I suppose we all have a song or a melody that causes the tears to come right to our eyes, no matter where we are or what frame of mind we may be in. We may be told in the Bible to always be anticipating what is to come and to look for the Kingdom of God, seizing every moment - but in our human state we are still formed by the events of our lives, the origins of these tender parts of our hearts where only a poem or a song can touch a part of us long changed or even gone. One of these songs for me is Old Friends, a Simon & Garfunkel classic that came into the world long before I did. I'm sure that my initial reaction comes always from the fact that I know my dad will never sit on a park bench with my godfather, who was his best friend and who has passed now 12 years ago. However, I know in my heart that he has been blessed with many, many other friends with whom he will share that park bench someday. As the song continues, it brings any listener, I would assume, to ponder their own season of life and their own dear friends. Being 25 myself, the line "How terribly strange to be 70" certainly rings true. I have struggled quite a bit in the last few years with seeing my parents and relatives age after I have been away for long periods of time, and to think of when I will be the grandmother or the great-aunt and what that will look like is truly strange. Not in a negative way, but just in the very true sense of that word. Foreign comes to mind, also. For now, I am happy to be where I am and that I am healthy and blessed with a family that I will grow older with for a long while yet. We are indeed made for a greater Place, but this never seems to fully erase the realities of our physical bodies and the ties we have with our loved ones here on the earth.

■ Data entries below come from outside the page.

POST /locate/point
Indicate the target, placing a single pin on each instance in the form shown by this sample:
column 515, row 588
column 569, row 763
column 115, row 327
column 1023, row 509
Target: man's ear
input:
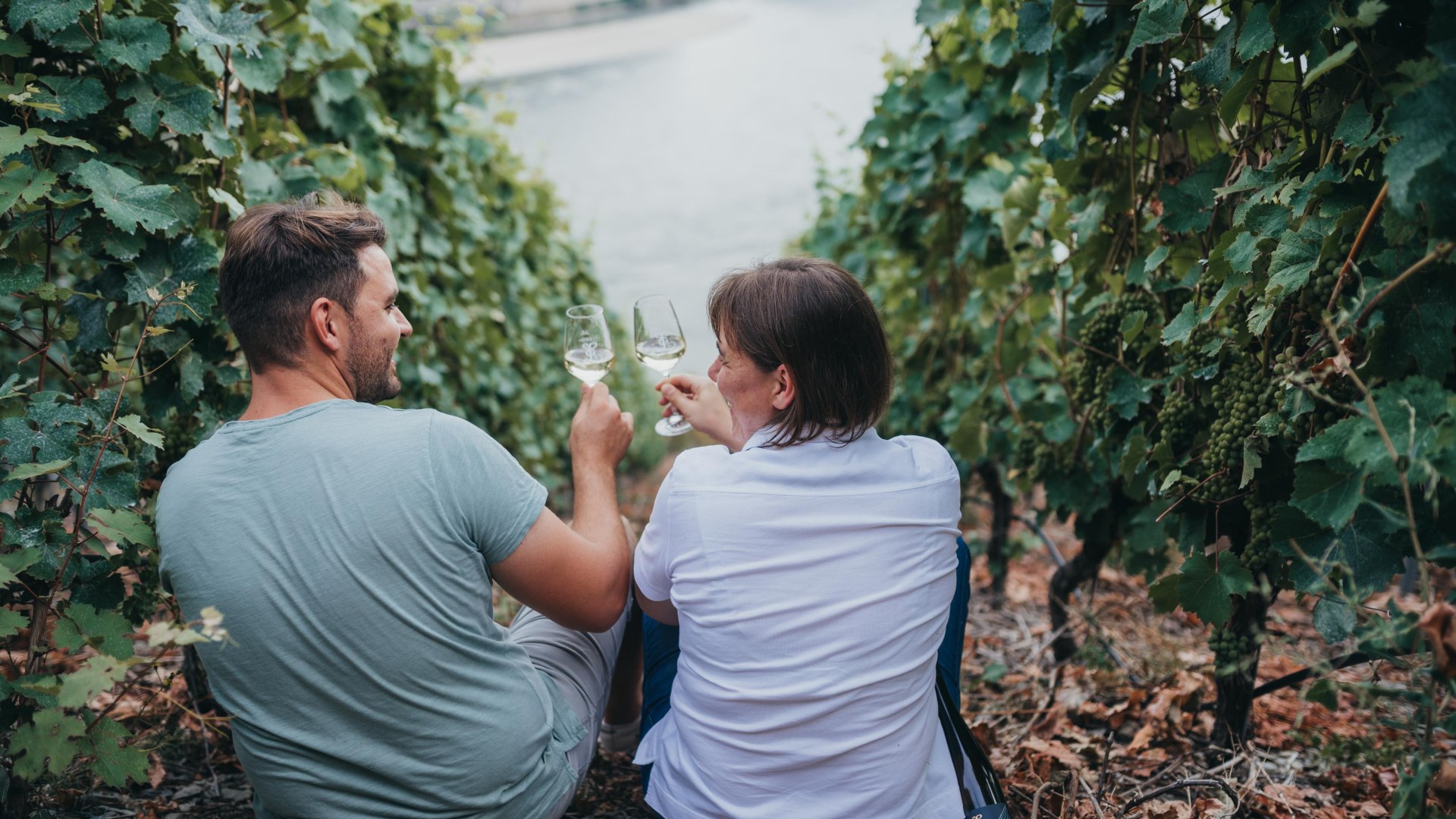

Things are gearing up for a particularly busy fall here in Georgia. In two weeks, I will begin my first teaching job outside of grad school at Columbus State University. It is still hard to believe that I am actually a professor. Maybe if I started the lesson planning that I have been putting off, I would feel more comfortable in the role! Ha. I am excited for this new adventure, and somewhat glad that it is only one semester; I'll have enough time to get into a good rhythm and learn many new things, I'm sure, but working two jobs will only last a little over three months. I will continue to work at Greystone, with only a change in schedule to avoid working literally seven days a week. I will also continue tutoring the little girl that I do, although lately she is complaining that it is "too hard". We may have to take a couple of sessions to work on cursive or singing French songs instead of learning new words, but I am optimistic that, in her extreme youth of 4 years old, she will pull through! So, it will certainly not be a dull period.
I hope that all is well with you, and pray that you will be blessed today! Hopefully I will be back again soon for more updating. Much love to you!